La lluvia caía con inclemencia en
la ciudad, no había día que las calles no estuvieran repletas de riachuelos
moviéndose como serpientes desesperadas por encontrar un nuevo hogar.
El cielo era oscuro y tormentoso,
los rayos eran los únicos destellos que iluminaban el cielo y los truenos
erizaban la piel de todo aquel infortunado que los oía.
En las noticias mostraban los
estragos que sufría la población por la tormenta: inundaciones por la falta de
infraestructura, casas hechas pedazos por la poca calidad de sus materiales,
personas ahogadas en ríos formados en las faldas de los cerros.
Sin embargo, la vida continuaba
en la ciudad, la gente iba a trabajar, a la escuela, a intentar seguir su vida
como si eso fuera normal, a pesar de que todos sabían que esa lluvia tenía algo
extraño, no era común, los abuelos no recordaban un aguacero tan duradero e
inclemente y los niños despertaban llorando por el ruido de los truenos en el
cielo.
Cuando empezó a suceder nadie le
puso demasiada atención, empezó como pequeños baches en las calles, de por sí,
pobremente pavimentadas.
Esos baches se volvieron hoyos
peligrosos, amenazando con destruir la suspensión de los autos, las autoridades
pusieron señalamientos, en el mejor de los casos, aunque la mayoría de las
veces solo ponían una llanta como advertencia, pero eso pasaba en calles
secundarias, lugares sin importancia, así que a nadie le importó.
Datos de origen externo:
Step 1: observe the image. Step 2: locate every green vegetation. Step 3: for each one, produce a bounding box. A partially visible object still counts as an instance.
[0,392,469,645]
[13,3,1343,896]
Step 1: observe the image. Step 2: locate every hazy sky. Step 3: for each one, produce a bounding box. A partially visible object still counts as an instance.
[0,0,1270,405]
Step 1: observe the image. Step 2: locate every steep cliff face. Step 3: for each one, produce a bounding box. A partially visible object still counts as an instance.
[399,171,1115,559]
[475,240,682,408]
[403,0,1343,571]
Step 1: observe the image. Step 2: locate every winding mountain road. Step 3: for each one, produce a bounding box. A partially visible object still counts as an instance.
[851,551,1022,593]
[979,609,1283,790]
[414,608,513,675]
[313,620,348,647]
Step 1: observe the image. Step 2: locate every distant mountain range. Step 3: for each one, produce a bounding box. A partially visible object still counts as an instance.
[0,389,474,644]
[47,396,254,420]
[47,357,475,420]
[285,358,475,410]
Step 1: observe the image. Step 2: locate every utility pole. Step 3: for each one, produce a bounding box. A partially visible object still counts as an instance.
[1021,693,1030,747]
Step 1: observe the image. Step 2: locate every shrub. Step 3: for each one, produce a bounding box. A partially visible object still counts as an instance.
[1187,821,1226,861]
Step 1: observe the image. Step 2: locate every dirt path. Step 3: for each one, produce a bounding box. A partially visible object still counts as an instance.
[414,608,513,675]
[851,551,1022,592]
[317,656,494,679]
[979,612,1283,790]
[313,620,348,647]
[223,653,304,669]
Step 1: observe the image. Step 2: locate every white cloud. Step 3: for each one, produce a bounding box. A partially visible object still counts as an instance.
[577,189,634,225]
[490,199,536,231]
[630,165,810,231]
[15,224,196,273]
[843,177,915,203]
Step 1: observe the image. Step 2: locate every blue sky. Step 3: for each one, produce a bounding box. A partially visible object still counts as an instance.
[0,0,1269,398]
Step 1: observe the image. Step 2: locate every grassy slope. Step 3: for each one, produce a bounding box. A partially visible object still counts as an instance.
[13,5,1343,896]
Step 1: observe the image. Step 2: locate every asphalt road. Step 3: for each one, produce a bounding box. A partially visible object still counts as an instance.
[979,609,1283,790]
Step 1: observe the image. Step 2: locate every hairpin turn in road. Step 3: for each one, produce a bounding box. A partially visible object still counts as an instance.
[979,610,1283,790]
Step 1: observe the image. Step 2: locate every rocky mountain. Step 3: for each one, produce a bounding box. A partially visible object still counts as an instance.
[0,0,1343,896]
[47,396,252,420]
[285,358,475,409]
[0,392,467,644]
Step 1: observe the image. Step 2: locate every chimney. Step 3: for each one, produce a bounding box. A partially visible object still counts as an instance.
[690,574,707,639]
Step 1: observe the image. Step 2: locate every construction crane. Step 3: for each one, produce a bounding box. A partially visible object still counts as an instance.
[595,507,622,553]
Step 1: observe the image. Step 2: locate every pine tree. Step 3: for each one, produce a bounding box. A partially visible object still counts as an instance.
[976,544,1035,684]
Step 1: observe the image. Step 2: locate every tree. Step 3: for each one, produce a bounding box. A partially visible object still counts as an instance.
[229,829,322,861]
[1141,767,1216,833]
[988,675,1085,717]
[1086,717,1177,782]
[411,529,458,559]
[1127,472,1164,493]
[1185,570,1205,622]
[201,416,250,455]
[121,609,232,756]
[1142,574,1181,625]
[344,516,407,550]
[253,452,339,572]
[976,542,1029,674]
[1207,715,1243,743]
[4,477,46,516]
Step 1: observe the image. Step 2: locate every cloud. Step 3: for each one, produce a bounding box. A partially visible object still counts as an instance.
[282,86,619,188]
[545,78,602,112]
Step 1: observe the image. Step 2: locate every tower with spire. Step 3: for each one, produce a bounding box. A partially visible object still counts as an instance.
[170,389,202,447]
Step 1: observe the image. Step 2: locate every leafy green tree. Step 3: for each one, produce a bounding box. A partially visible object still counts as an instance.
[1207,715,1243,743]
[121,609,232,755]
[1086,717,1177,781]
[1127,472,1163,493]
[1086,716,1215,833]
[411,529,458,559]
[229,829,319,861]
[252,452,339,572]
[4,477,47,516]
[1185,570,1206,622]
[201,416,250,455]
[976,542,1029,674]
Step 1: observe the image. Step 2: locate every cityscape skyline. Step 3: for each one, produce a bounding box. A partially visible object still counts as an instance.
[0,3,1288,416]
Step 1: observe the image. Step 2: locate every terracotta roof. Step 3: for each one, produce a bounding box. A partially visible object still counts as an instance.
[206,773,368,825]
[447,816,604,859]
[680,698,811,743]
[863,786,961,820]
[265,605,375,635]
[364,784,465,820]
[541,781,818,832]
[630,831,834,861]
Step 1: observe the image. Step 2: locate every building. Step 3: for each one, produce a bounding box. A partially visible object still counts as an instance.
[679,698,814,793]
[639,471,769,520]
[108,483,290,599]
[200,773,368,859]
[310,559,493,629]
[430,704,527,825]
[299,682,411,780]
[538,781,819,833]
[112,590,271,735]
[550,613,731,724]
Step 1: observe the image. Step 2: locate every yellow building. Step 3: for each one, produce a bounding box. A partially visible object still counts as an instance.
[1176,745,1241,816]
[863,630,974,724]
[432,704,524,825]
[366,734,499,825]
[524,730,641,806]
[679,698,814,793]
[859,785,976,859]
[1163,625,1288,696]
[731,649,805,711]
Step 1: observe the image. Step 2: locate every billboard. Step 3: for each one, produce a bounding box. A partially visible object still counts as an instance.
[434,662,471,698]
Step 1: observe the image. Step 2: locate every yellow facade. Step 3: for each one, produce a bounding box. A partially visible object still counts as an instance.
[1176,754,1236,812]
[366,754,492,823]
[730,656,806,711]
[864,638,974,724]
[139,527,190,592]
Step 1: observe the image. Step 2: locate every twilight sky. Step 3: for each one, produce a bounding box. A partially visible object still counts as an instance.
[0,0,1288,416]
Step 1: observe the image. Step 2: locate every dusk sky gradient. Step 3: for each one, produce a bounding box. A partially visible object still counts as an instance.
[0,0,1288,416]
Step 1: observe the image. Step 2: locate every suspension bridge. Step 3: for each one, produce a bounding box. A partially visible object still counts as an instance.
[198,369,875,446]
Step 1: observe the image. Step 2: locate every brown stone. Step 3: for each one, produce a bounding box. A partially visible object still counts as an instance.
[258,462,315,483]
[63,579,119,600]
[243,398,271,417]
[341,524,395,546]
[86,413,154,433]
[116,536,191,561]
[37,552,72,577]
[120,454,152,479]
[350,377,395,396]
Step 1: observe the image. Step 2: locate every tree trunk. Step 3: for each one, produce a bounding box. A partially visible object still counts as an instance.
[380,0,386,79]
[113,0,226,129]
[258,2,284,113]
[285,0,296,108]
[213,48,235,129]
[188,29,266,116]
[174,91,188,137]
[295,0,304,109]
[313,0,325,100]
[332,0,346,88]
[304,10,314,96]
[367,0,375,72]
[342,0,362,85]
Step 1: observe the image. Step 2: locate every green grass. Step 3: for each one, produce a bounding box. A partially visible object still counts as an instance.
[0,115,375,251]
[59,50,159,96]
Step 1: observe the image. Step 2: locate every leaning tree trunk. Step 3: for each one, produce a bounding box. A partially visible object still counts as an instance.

Como plaga esos hoyos se esparcieron
por toda la ciudad, ya no solo afectaba a calles secundarias en colonias
perdidas, pasaba en avenidas y en colonias de gente mejor acomodada, en parques
y monumentos recién construidos. Desde la banqueta las personas se asomaban
para ver las venas que formaban la ciudad: el cableado de luz, el desagüe y
tubos que nunca se imaginaron que existían debajo de sus hogares.
La gente se alarmaba, las
autoridades intentaban sellar los hoyos que daban al desagüe, pero no servía de
nada, al contrario, la tierra humedecida se hundía más y más hacia el vacío de
las entrañas de la Tierra, con paraguas y chalecos impermeables los niños se
asomaban a la orilla del pequeño precipicio que se había hecho afuera de sus
hogares, escupían y aventaban cosas, pero nadie oía en qué momento caía, tal
vez por el sonido de las gotas de lluvia cayendo contra su impermeable o tal
vez porque ese escupitajo y ese objeto que aventaban ya no formaba parte de la gran
ciudad.
La lluvia seguía cayendo y con
ella una parte de la propia ciudad caía hacia ese vacío indeterminado, como si
un hoyo negro se fuera tragando una ciudad que ya no merecía vivir. Muchas
calles se volvieron cráteres en la tierra, la gente empezó a huir. Muchos
cayeron cuando huían de la ciudad, se perdían en el abismo junto con sus
posesiones y parte del pavimento, solo dejando como testimonio de su existencia
un grito que se oía hasta el infinito.
Nadie entendía por qué pasaba,
nadie podía dar explicación; muchos bajaron al vacío intentando buscar la
iluminación, pero pocos fueron los que subieron y llegaron con más preguntas
que respuestas, hablaban de cosas irreales, cosas absurdas. Muchos de ellos
prefirieron guardar silencio para no arruinar su reputación de personas de
ciencia.
La cuidad se seguía cayendo a
pedazos. Los edificios, que una vez gobernaron el horizonte de la ciudad,
colapsaban rendidos ante las gotas de lluvia no importaba si eran nuevos o
viejos, cuando caían se iban al abismo sin dejar rastro.
Para ese punto la mayoría de la
gente se había ido de la lluvia, del abismo, de la ciudad, de las teorías
absurdas y de los relatos sin sentido. Porque qué persona ecuánime creería en
los comentarios de los ancianos sobre el diluvio, el día del juicio y la ira de
Dios; qué persona cuerda creería los rumores que hablaban de animales acuáticos
debajo de una ciudad que se encontraba entre cerros y muy lejos de las costas,
qué persona con algo de sentido común escucharía seriamente las leyendas que
hablan sobre voces extrañas que salían del abismo.
Los únicos que quedaron atrás
fueron los muy necios, las personas que creyeron poder sacar provecho de la
situación y la gente que no tenía a dónde ir. Solo ellos supieron lo que pasó
la última noche cuando se oyó El Gran Estruendo, solo ellos supieron qué paso
cuando la ciudad se volvió una gruta dantesca aun inexplorada; solo ellos
supieron qué paso cuando la lluvia cesó.